MolecularTransformerEmbeddings

Code for the Transformer neural network trained to translate between molecular text representations and create molecular embeddings.

Network weights of a pretrained Transformer trained to translate between 83,000,000+ SMILES/IUPAC string pairs collected from PubChem are available for download, along with code to obtain embeddings for a list of SMILES strings.

The Encoder of the Transformer network can convert a SMILES string of length M into an MxN matrix, where N is the size of the embedding vectors used for each SMILES string character.
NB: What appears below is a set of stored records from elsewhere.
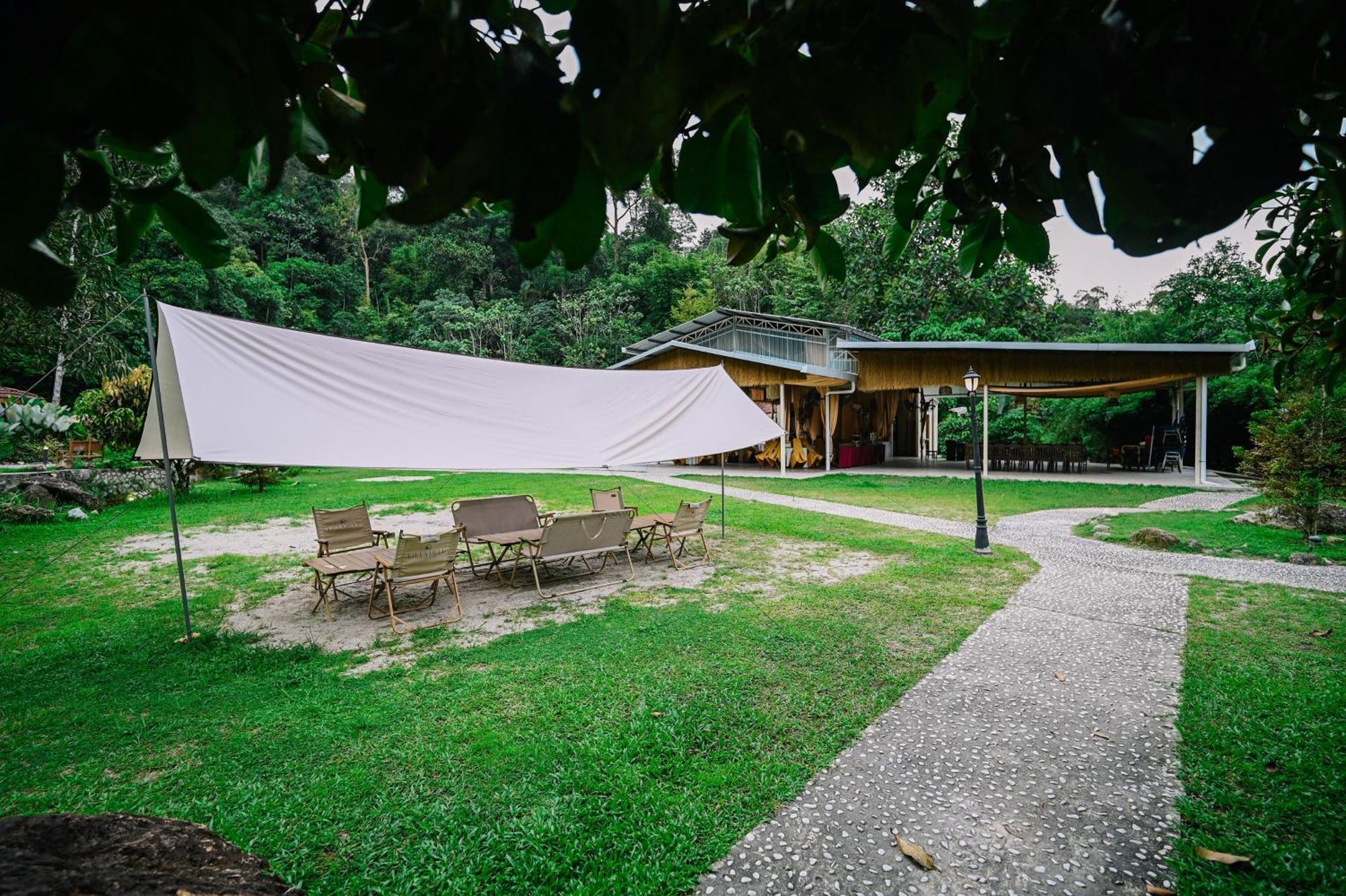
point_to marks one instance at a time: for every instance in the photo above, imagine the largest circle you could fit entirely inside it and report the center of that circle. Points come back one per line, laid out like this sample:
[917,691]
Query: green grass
[954,498]
[1216,529]
[1263,722]
[535,763]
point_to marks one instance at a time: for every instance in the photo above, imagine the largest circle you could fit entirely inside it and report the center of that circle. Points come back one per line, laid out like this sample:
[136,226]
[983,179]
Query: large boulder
[127,855]
[1152,537]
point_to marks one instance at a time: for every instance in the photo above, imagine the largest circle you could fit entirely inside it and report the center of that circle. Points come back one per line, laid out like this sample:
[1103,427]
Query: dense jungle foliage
[298,260]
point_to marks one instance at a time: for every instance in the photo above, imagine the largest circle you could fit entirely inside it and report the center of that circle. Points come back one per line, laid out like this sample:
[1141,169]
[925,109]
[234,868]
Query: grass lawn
[1263,722]
[624,751]
[1217,531]
[954,498]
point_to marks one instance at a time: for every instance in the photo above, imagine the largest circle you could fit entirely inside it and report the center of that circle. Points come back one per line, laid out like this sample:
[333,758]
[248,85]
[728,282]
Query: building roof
[808,371]
[1173,348]
[710,318]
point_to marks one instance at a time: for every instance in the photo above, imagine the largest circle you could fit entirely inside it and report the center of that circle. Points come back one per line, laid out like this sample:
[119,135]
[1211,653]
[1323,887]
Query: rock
[28,513]
[36,494]
[119,854]
[1153,537]
[67,493]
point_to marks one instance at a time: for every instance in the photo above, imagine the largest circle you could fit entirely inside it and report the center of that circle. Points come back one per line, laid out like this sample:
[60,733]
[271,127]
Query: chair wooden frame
[422,570]
[573,537]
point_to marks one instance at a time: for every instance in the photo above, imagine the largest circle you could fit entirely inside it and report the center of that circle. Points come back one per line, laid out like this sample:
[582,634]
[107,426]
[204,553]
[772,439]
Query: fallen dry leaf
[916,854]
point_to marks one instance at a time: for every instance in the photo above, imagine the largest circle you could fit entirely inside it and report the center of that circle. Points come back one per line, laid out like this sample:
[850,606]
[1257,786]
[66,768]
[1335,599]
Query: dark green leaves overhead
[575,229]
[193,229]
[719,172]
[981,244]
[1026,240]
[828,259]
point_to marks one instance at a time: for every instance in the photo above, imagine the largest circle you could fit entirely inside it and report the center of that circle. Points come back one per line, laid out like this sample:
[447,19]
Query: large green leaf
[981,246]
[577,228]
[1028,240]
[828,259]
[374,197]
[721,172]
[196,232]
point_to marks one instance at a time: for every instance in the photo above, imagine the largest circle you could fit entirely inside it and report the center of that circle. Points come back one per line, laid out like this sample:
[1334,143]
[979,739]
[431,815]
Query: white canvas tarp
[246,394]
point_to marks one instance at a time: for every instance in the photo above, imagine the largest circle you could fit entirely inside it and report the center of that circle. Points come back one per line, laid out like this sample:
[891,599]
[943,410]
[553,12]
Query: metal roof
[1193,348]
[688,328]
[814,371]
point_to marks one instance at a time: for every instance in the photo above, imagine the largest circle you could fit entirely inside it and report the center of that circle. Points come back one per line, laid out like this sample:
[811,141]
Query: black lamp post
[972,381]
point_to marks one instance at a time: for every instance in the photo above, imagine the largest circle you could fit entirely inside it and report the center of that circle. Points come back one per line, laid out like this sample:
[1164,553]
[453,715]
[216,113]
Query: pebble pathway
[1038,758]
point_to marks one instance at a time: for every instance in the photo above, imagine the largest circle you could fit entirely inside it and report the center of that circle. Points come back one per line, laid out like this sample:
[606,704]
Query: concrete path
[1036,759]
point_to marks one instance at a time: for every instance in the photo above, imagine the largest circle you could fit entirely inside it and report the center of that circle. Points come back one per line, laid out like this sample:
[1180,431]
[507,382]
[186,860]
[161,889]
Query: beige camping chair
[586,537]
[483,519]
[347,529]
[688,523]
[419,560]
[612,500]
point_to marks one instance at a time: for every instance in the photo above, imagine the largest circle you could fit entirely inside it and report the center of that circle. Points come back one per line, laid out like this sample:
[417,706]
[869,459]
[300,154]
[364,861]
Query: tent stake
[722,496]
[168,463]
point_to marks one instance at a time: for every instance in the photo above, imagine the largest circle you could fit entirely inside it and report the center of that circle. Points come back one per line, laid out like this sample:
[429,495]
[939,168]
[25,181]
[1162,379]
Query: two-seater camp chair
[347,529]
[585,537]
[687,524]
[497,524]
[421,560]
[340,532]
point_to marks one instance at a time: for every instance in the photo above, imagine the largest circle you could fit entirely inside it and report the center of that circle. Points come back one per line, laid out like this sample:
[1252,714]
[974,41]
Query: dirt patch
[491,611]
[396,480]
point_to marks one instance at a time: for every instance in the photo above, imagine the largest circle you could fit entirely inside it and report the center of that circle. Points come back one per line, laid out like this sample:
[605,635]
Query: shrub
[116,414]
[1297,451]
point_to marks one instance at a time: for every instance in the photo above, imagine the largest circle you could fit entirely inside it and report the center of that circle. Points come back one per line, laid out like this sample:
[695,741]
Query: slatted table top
[351,562]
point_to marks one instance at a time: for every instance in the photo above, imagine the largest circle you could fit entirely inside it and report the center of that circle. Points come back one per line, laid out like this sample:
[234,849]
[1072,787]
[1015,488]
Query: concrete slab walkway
[1036,759]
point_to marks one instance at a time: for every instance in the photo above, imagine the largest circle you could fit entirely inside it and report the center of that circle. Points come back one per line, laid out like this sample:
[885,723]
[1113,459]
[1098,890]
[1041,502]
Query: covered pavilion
[861,396]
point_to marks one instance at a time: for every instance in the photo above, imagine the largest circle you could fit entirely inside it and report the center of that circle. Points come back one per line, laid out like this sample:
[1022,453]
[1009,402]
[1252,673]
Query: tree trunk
[364,258]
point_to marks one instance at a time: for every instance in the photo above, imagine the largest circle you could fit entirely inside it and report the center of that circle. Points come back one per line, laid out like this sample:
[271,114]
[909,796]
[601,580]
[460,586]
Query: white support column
[1199,455]
[827,431]
[935,427]
[986,428]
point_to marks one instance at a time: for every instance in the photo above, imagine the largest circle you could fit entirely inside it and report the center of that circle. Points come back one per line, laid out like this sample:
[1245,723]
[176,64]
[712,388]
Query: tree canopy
[740,111]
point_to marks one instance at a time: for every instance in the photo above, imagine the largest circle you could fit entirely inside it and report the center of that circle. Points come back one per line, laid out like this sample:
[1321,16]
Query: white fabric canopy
[247,394]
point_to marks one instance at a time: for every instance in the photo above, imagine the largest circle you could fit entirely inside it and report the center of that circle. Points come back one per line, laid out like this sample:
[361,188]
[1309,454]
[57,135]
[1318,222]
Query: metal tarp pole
[168,463]
[722,496]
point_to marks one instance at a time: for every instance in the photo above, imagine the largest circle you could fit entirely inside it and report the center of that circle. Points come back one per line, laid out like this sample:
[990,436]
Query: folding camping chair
[419,560]
[585,537]
[483,519]
[688,523]
[347,529]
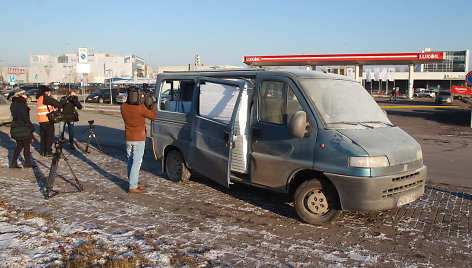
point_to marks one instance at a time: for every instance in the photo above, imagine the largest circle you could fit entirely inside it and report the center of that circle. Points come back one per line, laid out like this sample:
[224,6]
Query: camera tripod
[57,155]
[91,135]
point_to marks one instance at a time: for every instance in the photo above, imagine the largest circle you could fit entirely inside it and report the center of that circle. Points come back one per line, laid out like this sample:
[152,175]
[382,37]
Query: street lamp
[111,76]
[149,75]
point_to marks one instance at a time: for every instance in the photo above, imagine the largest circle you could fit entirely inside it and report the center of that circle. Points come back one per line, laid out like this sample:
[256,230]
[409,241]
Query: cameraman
[69,115]
[134,113]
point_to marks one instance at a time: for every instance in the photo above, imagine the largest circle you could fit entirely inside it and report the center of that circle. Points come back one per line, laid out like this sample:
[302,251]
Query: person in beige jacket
[134,117]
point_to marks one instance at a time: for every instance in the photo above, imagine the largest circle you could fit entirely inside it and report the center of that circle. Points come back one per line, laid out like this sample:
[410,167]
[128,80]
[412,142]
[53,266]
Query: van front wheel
[175,167]
[316,202]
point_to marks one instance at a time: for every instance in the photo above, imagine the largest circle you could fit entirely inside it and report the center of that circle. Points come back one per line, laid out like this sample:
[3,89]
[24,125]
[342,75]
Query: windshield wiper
[378,122]
[351,123]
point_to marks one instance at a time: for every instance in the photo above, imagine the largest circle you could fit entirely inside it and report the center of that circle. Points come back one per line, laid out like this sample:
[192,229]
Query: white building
[65,68]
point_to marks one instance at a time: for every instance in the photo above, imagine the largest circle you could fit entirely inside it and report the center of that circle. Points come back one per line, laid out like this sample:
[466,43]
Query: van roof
[252,72]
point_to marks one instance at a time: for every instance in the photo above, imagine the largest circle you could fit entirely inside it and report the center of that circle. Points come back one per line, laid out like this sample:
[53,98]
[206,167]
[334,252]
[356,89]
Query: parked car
[5,114]
[102,95]
[425,94]
[31,94]
[443,96]
[319,138]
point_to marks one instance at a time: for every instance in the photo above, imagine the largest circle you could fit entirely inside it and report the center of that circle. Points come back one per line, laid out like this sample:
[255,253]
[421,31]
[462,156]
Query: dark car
[102,95]
[444,96]
[6,93]
[31,94]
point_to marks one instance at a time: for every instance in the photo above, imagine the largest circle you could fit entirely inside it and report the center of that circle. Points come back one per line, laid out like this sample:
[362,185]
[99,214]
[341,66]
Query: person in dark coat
[20,113]
[69,115]
[45,104]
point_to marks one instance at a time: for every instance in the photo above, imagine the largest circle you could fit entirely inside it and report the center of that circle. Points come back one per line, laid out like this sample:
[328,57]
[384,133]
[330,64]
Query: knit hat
[44,88]
[16,94]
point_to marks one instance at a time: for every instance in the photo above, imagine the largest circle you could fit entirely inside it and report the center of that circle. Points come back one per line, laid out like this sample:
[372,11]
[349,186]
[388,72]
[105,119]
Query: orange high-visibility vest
[42,110]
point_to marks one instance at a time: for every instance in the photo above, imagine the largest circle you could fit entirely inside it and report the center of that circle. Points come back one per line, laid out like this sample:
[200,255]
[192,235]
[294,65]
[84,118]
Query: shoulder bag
[19,131]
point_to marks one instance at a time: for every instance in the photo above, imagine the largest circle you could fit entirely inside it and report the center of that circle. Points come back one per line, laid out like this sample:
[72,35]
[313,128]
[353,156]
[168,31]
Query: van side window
[176,95]
[271,102]
[217,101]
[293,106]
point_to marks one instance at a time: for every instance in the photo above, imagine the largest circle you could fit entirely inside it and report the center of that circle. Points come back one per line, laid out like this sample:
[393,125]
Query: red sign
[468,78]
[343,59]
[432,56]
[461,90]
All testing was done on an Ubuntu 16.04 using Python 3.6.8 with NVIDIA GPUs. No GPU resources are required, but may be useful to speed up training/finetuning.

Installation

Ensure Python 3 is installed.
Git clone this repository using the following command:

git clone https://github.com/mpcrlab/MolecularTransformerEmbeddings.git

(Optional) To use GPU resources, make sure the most recent NVIDIA driver is installed on your system.
In the cloned repository, install required python libraries with this command:

pip3 install -r requirements.txt

Download string pairs and pretrained weights:

chmod +x download.sh
./download.sh

(Optional) To use jupyter notebooks, start a notebook server:

jupyter notebook

Obtaining Embeddings

To obtain embeddings for SMILES strings, simply create a text file with one string per line. Save this file in the data folder as YOUR_SMILES_STRINGS.txt. An example file with 20 amino acids is included:

C(CC(C(=O)O)N)CN=C(N)N
C1=C(NC=N1)CC(C(=O)O)N
CCC(C)C(C(=O)O)N
CC(C)CC(C(=O)O)N
C(CCN)CC(C(=O)O)N
CSCCC(C(=O)O)N
C1=CC=C(C=C1)CC(C(=O)O)N
CC(C(C(=O)O)N)O
C1=CC=C2C(=C1)C(=CN2)CC(C(=O)O)N
CC(C)C(C(=O)O)N
CC(C(=O)O)N
C(C(C(=O)O)N)C(=O)N
C(C(C(=O)O)N)C(=O)O
C(CC(=O)O)C(C(=O)O)N
C(C(=O)O)N
C(C(C(=O)O)N)O
C1=CC(=CC=C1CC(C(=O)O)N)O
C(C(C(=O)O)N)S
C(CC(=O)N)C(C(=O)O)N
C1CC(NC1)C(=O)O

In the cloned repository run the following command to generate embeddings for your custom file:

python3 embed.py --data_path=data/YOUR_SMILES_STRINGS.txt

Embeddings are saved as a zip of numpy arrays, where each numpy array is an MxN matrix for a molecule. The arrays can be loaded in Python like this:

import numpy as np

arrays = np.load("embeddings/YOUR_SMILES_STRINGS.npz")
print(arrays['C1CC(NC1)C(=O)O'])

(Optional) use the view_embeddings.ipynb jupyter notebook to use embeddings interactively instead of saving them in the embeddings folder.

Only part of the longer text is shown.